Thursday, June 27, 2013

What's Happening?

I have been holding off posting hoping that I would have more to report.  Our lawyer is working to get the documentation needed so we can file in court.  We are praying that our case can be filed with the courts before they close July 15th for a month long break.  We would love it if you would join us in praying for this to happen. 

Once the courts come back in session, they will have all new Judges.  Every two or three years the Judges are reassigned and this is the summer for that to happen.  You can also be in prayer for the new Judges.  We pray for fair Judges that look at the needs of the children. 

So that is all we really have to report right now.  It is hard waiting but there is not one thing we can do to speed the wait up.  The not knowing when you might be going is what makes it really difficult.  But the fall will be here in a few months and I guess that isn't really that long to wait.  (I don't know that we are going in the fall just me hoping!)
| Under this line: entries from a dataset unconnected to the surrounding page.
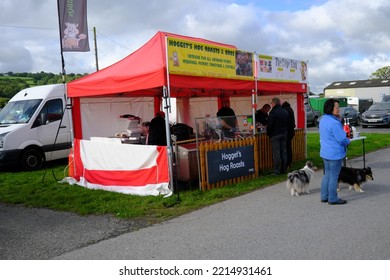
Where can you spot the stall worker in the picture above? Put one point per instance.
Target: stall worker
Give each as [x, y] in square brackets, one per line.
[157, 131]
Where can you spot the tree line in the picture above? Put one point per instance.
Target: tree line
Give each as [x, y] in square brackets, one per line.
[11, 83]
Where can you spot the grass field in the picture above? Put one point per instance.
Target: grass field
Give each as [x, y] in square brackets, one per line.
[41, 189]
[29, 81]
We did go see the farewell concert for Uganda Thunder on Sunday.  Whenever I visit with someone from Uganda it makes me miss Brenda so much more.  Something about hearing the accent makes me recall the words Brenda said when we were together.  On our last day together, she started singing some of her songs from school for us.  I wish I had them recorded but every time we would try to video her she would suddenly get quite and just smile.

After we left the concert, we started talking in the car about Brenda coming home.  We dreamed about what it will be like at the airport.  Amelia has designated herself as the "Airport Party Planner"!  And she said we really needed to let her know when this was going to happen because she had so much to do to get ready!  We just laughed and said we wish we knew!  It was fun to think about what we should wear, as if that is important, but it is fun to dream about the day.  Should we all match and if so what should we wear?  I think it was decided that at least Brenda and I should match since we will be the two coming home together.  My thought was that I won't be hard to miss...look for the crazy haired woman crying like a baby!  I get teary eyed now just thinking about it. 

This has been quite a journey.  I would like to think that we are nearing the end but in reality we could be at the beginning or middle...only God knows.  This experience has revealed so much about myself.  The other night in our small group I made the comment that I think I need Brenda more that she needs me.  God has used that little girl to teach me so much about His love for me.  If you don't know me personally, you wouldn't know that I led the women's ministry at my previous church for 10 years.  I love leading women to pursue a deeper relationship with the Lord. 

I have spoken on numerous occasions to groups of women about God's love for them.  I wanted them to know just how crazy God was and is for them.  The problem was I had a hard time living in His love and believing in His love for myself.  Oh I could tell you about it all day long, but when it came time for me to live it well that was different. 

I have gained a greater understanding of God's heart for me through this journey.  We took Dum Dum suckers when we went to Uganda.  The children there call them sweeties.  We had a giant bag because we were going to give them to the kids at Brenda's school.  It didn't take long for Brenda to spot this big bag in our room our first night together.  I gave her one and she was so excited.  Over the next few days she kept asking for sweeties.  One day I finally had to tell her that we couldn't have anymore for now.  In reality, I wanted to give her the whole giant bag of sweeties and tell her they were all hers.  But that wasn't what was best for her.  I love her more than she can comprehend but I also only want what is best for her.  And sometimes what is best is "No". 

God reminded me of this little "lesson" this week.  I can't even begin to comprehend the love that He has for me.  And because I am His child, He only wants what is best for me.  Sometimes what is best is for Him to say yes but other times what is best is for Him to say no.  And there are even times when the best is for Him to say wait!  And when there is a no or a wait it is not because He doesn't love but because what we are asking for at the moment isn't the best there is for us.  And in His time He has something so much better waiting for us!